He said he believes LeGardeur may be expecting too much of the city.

"I don't begrudge his efforts to make it better for fishermen," Gracie added, "but I don't think he's going to get too much."

Howells said the city coordinates with the state Department of Natural Resources to safeguard the trout, especially to ensure that water temperatures don't get too high. When the stream gage downstream from the dam shows the water temperature rising, cooler water is released from beneath the reservoir's surface to offset the warmer water spilling over the dam, he said.

However, it's not easy for the city to anticipate rainstorms, Howells said, and lower the reservoir level quickly enough to offset water pouring into the watershed. Besides, he added, drawing down the reservoir undermines the reason the dam exists.

"We're trying to retain the maximum amount of storage for public water supply," Howells said, "so spillover for us isn't necessarily a problem."

But LeGardeur called that "short-sighted." He pointed out that New Jersey officials ordered water levels in four drinking water reservoirs in that state drawn down in an attempt to mitigate predicted severe flooding as superstorm Sandy swept up the coast in October 2012.

Besides potentially affecting the Gunpowder's trout and recreation, LeGardeur said high flows are washing extra sediment into the Loch Raven Reservoir, reducing its capacity to hold water. The erosion also brings phosphorus, a plant nutrient that feeds algae blooms and affects water quality.

The high flows have eroded the banks and washed out some of the fallen tree limbs and other debris that give trout places to hide, said Mark Staley, central region fisheries manager for the state Department of Natural Resources. But the fish do not seem affected by the flows, or temperature fluctuations, he said.

The number of brown trout estimated in the stretch immediately downstream from the dam in an annual fall survey has "tailed off some" in recent years, Staley said. The number of young fish seen there last fall also was down from past years, he said.

But the river's trout population as a whole still appears healthy, well above historic lows, Staley said. Moreover, a visual survey this spring found abundant newly hatched fish, called "fry," in the water — though that was before deluges flooded the river in April.

"Overall we haven't seen impacts due to the way they're managing the reservoirs," Staley concluded. "The water's cold, it's clear. You've got tons of brown trout publicly accessible for nine miles. Where else do we have something like this?"

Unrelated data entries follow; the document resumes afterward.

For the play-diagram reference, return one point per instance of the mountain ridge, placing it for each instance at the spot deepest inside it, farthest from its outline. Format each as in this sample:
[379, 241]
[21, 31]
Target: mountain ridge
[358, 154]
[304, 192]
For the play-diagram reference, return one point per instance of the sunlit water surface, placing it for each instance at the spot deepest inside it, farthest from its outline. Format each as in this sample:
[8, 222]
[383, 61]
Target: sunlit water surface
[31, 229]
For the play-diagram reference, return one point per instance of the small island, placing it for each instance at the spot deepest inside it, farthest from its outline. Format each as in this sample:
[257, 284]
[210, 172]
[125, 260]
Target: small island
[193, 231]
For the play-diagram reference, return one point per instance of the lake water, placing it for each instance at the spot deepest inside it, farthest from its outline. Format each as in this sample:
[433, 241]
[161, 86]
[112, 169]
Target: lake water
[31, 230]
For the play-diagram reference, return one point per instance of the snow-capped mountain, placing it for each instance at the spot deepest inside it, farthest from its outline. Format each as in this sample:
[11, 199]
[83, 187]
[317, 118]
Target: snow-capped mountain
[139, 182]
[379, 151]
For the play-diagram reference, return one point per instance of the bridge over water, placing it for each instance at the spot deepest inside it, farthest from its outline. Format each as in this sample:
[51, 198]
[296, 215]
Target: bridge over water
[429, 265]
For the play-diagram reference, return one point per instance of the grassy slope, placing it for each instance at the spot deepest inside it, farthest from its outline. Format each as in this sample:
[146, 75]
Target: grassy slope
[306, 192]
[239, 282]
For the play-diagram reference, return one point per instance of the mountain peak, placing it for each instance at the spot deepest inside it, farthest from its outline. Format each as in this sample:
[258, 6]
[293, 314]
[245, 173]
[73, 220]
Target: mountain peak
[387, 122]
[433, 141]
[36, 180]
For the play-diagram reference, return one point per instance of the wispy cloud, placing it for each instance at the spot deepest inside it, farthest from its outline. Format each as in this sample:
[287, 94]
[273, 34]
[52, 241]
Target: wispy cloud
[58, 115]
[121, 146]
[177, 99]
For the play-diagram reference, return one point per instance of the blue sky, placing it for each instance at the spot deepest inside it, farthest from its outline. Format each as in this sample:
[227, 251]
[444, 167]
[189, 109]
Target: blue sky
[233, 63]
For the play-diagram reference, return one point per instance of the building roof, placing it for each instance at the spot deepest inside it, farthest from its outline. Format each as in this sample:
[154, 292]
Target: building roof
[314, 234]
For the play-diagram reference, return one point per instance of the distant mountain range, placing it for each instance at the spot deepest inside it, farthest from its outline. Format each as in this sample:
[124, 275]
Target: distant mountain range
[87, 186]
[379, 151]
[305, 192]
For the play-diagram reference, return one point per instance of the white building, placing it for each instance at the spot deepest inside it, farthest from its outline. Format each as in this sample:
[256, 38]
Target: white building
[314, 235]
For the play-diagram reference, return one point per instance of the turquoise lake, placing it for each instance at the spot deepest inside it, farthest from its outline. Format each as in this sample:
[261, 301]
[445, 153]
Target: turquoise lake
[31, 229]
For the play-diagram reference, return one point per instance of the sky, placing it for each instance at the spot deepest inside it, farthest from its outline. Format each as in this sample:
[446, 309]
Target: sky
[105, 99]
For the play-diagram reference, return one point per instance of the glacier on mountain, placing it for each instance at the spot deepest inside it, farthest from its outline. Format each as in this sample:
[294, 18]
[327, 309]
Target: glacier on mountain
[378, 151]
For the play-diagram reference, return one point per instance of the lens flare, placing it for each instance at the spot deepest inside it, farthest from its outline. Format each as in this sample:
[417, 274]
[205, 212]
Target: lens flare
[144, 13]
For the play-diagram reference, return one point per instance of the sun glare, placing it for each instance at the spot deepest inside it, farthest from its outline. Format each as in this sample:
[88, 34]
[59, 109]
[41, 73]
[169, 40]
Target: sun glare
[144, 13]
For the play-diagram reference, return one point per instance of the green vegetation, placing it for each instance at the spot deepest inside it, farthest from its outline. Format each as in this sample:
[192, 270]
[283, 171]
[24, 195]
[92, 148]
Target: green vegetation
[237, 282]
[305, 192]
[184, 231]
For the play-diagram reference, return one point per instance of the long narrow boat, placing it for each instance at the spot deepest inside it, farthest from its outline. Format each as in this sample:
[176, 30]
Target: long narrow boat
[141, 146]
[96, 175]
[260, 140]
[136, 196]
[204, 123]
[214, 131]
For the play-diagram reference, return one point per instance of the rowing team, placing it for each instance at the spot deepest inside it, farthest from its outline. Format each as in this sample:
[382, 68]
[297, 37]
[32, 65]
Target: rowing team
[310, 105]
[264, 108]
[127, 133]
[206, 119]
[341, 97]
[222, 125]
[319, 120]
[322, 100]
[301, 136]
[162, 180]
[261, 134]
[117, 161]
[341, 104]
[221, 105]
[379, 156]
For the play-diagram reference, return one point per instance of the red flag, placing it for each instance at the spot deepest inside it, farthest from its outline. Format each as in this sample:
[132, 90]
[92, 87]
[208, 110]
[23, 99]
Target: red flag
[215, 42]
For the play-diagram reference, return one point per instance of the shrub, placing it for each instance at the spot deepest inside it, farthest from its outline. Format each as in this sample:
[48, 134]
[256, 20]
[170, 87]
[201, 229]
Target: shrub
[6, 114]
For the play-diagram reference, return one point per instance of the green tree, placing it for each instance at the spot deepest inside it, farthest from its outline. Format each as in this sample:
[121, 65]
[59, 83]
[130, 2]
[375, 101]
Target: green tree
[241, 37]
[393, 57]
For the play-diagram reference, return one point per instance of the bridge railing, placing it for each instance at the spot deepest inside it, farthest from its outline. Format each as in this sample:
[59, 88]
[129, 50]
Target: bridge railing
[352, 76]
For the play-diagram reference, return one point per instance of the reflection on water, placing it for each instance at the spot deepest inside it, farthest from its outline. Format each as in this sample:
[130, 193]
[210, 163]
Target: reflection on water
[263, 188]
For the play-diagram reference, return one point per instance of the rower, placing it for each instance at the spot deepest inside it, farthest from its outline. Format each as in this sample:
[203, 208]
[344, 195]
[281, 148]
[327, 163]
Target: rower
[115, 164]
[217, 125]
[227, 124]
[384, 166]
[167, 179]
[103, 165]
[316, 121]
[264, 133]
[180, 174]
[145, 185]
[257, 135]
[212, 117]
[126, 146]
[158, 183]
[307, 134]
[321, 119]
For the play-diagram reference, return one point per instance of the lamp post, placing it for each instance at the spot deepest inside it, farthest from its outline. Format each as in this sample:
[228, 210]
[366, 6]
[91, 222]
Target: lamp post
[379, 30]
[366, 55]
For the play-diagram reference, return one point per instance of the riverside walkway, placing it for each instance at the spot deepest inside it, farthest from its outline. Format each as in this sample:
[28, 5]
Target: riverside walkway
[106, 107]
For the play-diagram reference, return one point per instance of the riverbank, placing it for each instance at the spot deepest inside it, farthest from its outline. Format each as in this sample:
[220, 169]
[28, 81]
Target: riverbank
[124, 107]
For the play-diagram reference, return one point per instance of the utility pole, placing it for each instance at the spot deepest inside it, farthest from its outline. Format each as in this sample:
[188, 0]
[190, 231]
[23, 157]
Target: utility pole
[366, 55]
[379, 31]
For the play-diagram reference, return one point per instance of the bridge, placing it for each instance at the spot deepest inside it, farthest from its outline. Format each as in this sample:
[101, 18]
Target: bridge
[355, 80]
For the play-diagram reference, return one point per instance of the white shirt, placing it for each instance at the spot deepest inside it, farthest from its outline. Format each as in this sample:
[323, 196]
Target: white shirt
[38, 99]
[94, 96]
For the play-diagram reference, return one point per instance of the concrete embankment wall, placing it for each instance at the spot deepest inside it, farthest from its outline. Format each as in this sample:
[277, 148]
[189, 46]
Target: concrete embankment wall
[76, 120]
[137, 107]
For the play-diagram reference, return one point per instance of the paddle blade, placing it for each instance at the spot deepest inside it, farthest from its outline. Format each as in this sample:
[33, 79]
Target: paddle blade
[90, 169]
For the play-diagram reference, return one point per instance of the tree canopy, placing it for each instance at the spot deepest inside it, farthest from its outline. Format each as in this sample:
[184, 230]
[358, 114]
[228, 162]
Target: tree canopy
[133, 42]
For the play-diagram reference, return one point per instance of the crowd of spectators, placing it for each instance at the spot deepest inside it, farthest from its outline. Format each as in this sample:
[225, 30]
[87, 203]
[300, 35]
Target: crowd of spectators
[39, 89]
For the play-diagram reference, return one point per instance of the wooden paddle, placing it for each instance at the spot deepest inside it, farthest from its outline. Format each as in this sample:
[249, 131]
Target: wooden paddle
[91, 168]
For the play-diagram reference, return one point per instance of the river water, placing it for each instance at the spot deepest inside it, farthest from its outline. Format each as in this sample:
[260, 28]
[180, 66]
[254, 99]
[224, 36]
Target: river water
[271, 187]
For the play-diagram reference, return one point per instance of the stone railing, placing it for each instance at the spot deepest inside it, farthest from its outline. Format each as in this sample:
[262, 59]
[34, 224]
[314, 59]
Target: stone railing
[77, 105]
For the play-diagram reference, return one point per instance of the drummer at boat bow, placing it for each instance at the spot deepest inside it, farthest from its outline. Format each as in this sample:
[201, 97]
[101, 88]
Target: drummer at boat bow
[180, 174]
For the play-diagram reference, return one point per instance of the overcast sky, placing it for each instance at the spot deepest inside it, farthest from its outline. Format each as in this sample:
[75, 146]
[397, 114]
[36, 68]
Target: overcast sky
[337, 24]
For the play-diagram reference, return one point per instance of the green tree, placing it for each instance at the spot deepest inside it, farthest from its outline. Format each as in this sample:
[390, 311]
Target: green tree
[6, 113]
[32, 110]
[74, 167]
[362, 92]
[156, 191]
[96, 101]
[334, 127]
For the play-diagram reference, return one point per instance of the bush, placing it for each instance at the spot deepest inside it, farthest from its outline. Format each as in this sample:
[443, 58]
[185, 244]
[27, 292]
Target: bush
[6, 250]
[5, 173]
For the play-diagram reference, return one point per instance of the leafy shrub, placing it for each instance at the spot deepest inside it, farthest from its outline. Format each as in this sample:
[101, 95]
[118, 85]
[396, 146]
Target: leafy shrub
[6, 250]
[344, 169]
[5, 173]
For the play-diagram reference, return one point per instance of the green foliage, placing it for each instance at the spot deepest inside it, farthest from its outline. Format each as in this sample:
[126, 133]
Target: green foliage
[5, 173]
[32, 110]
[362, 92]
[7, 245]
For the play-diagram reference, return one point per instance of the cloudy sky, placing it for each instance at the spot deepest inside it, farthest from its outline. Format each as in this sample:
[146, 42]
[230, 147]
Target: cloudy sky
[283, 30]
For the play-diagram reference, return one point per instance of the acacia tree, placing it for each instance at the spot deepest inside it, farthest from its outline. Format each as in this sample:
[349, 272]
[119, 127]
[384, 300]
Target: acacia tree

Charles Gougeon, DNR's inland fisheries program manager, said that while it seemed Howells' predecessor did adjust the reservoir level at times in advance of predicted storms, he stressed that the city now is "following protocols" and has worked with the state to maintain the fishery.

Still, Gougeon did not rule out considering changes to adjust for altered natural conditions.

"There's always room for improvement," he said. "The more we learn and the more checks and balances we have, the better."